So this is how it ends, I thought dejectedly. With a tombstone that said,
Sophie Lawson: Probably Should Have Listened.
I sniffled.
Though the painkillers took the edge off the pain, I could feel hot tears at the edges
of my eyes, and the niggling flick of anger starting in my chest.
“Oh, hey, you’re out already.”
I whirled, then groaned, doubling over. “Not enough painkillers!” But I steeled myself
and pushed my fists against my hips. “Why did you desert me? Where were you?”
Alex patted my shoulder, his palm a delicious, comforting weight against my skin.

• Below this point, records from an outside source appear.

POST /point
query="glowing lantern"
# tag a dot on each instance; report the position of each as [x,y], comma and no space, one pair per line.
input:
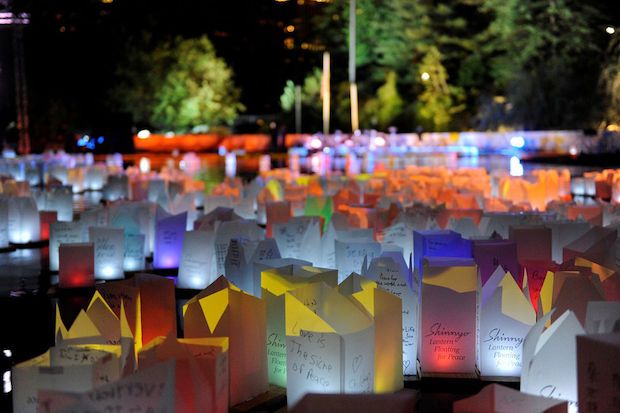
[61,233]
[323,322]
[133,258]
[221,310]
[109,244]
[45,218]
[448,329]
[506,317]
[439,243]
[197,260]
[24,223]
[275,282]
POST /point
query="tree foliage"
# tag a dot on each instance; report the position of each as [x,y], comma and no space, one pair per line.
[177,85]
[529,64]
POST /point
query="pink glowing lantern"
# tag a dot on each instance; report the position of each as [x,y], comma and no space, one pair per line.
[169,233]
[77,265]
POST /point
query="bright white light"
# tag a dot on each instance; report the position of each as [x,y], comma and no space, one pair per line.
[145,165]
[316,143]
[516,169]
[6,380]
[517,142]
[315,163]
[379,141]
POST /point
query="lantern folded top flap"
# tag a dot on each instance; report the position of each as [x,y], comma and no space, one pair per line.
[320,308]
[447,272]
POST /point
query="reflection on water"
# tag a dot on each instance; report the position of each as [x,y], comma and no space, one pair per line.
[20,270]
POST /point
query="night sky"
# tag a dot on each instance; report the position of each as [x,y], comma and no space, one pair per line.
[72,47]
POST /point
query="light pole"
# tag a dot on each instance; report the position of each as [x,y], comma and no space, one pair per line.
[17,22]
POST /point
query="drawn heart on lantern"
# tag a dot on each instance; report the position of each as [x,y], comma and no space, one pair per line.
[357,362]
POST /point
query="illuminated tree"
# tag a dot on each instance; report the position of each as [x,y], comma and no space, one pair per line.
[385,106]
[179,85]
[543,57]
[439,101]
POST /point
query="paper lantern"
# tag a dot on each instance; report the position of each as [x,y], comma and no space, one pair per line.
[60,199]
[76,265]
[448,328]
[201,369]
[161,377]
[157,190]
[550,359]
[75,179]
[23,220]
[598,369]
[4,223]
[133,258]
[489,254]
[60,233]
[533,243]
[94,178]
[149,304]
[385,309]
[563,233]
[506,317]
[275,282]
[117,187]
[497,398]
[45,218]
[233,229]
[109,246]
[222,310]
[392,274]
[322,322]
[169,234]
[197,265]
[64,368]
[351,256]
[241,254]
[300,237]
[277,212]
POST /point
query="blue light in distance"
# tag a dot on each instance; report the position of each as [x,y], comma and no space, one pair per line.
[517,142]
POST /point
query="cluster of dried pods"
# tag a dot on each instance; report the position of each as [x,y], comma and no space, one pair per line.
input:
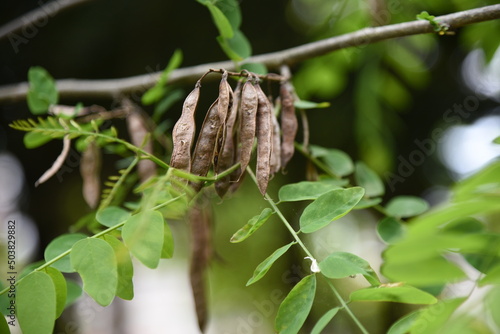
[229,130]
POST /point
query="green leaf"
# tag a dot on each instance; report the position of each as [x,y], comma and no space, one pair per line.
[324,320]
[112,215]
[125,270]
[390,230]
[296,306]
[42,90]
[342,264]
[95,261]
[393,293]
[431,271]
[221,21]
[368,179]
[35,139]
[483,182]
[306,190]
[404,324]
[265,265]
[406,206]
[231,10]
[253,225]
[240,45]
[492,277]
[258,68]
[435,316]
[368,203]
[36,304]
[156,93]
[60,288]
[60,245]
[492,303]
[167,250]
[143,234]
[303,104]
[228,50]
[4,328]
[73,292]
[328,207]
[338,161]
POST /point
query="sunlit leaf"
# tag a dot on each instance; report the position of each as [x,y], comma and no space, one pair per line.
[253,225]
[296,306]
[431,271]
[73,292]
[125,270]
[42,92]
[390,230]
[60,288]
[265,265]
[365,203]
[4,328]
[306,190]
[112,215]
[393,293]
[167,250]
[36,304]
[368,179]
[328,207]
[338,161]
[404,324]
[431,319]
[143,234]
[303,104]
[240,45]
[406,206]
[342,264]
[324,320]
[258,68]
[35,139]
[95,261]
[60,245]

“If I deserted you, do you think I’d come back?” he asked.
I frowned. “I have bad hair. I’m a little sensitive.”
“Here.” He reached into a plastic SF Memorial bag and produced the ugliest—but sweetest—hat
I’d ever seen. It was a navy-blue trucker number with the words
Somebunny at SF Memorial Loves Me
written in hot pink glitter. A pair of floppy, plush, pink bunny ears shot out either
side.
My heart melted. It could have been the painkillers, or the fact that I’d bludgeoned
a man with a taxidermied owl just hours before, but the gesture was enormous and touching.
I took the hat in both hands, holding it delicately like the treasure that it was.
“It’s beautiful,” I whispered, as Alex blurred in front of me.
He took the hat and perched it on my head, pulling it low over my mangled scalp. “How
does it feel?”
“Like the crown jewels,” I said, stroking one of the shoulder-length bunny ears.
“How much pain medication did they give you?”
I was leaning on Alex as he led me through the double doors into my apartment building,
and by the time we reached the third-floor landing, he was carrying me, my head was
lolled back like a rag doll, and I thought I was flying.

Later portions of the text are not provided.